Concretamente, en esa homilía del Corpus Christi, Benedicto XVI lo exponía partiendo del sacerdocio de Jesucristo.
En primer lugar, observaba que Jesucristo no es sacerdote a la manera de los sacerdotes judíos. De hecho “Jesús tomó distancia de una concepción ritual de la religión, criticando la postura que daba mayor valor a los preceptos humanos ligados a la pureza ritual más que a la observancia de los mandamientos de Dios, es decir, al amor de Dios y al prójimo, que como dice el Evangelio, “vale más que todos los holocaustos y sacrificios” (Mc 12,33). Esta actitud se tradujo, dentro del Templo de Jerusalén, en el gesto de expulsar a los cambistas y vendedores de animales, que servían a la ofrenda de los sacrificios tradicionales.
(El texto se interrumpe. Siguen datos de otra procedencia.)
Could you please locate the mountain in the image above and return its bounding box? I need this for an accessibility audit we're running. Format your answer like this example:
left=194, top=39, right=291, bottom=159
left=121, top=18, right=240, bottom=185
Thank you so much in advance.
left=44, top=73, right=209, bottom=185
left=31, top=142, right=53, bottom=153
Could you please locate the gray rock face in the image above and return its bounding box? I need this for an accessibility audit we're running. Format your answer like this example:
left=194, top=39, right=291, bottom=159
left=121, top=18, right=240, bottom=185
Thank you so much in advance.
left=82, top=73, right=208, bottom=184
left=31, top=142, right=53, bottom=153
En segundo lugar, ¿cómo es sacerdote Jesucristo? La Carta a los Hebreos dice que Jesucristo es sacerdote “según el orden de Melquisedec”, que ofreció pan y vino. También Jesús –explicaba el Papa– “ofreció pan y vino, y en ese gesto se resumió totalmente a sí mismo y a su propia misión”.
Jesús se hizo “Cordero de Dios” que quita los pecados del mundo, grano de trigo que muere en tierra para dar mucho fruto. Se entregó a la muerte por el amor a su Padre y a todas las personas de todos los tiempos. Pues bien, ese amor es el Espíritu Santo, que realizó la Encarnación del Verbo, y que “ungió” a Jesús como sacerdote, mediador universal de salvación, especialmente en su pasión. Por ese mismo amor, Jesús se da en la Eucaristía a través del pan y del vino transformados en el cuerpo y sangre del Señor, adelantando así su pasión y muerte en la Cruz. De esta manera se “transforma la extrema violencia y la extrema injusticia en un acto supremo de amor y de justicia”.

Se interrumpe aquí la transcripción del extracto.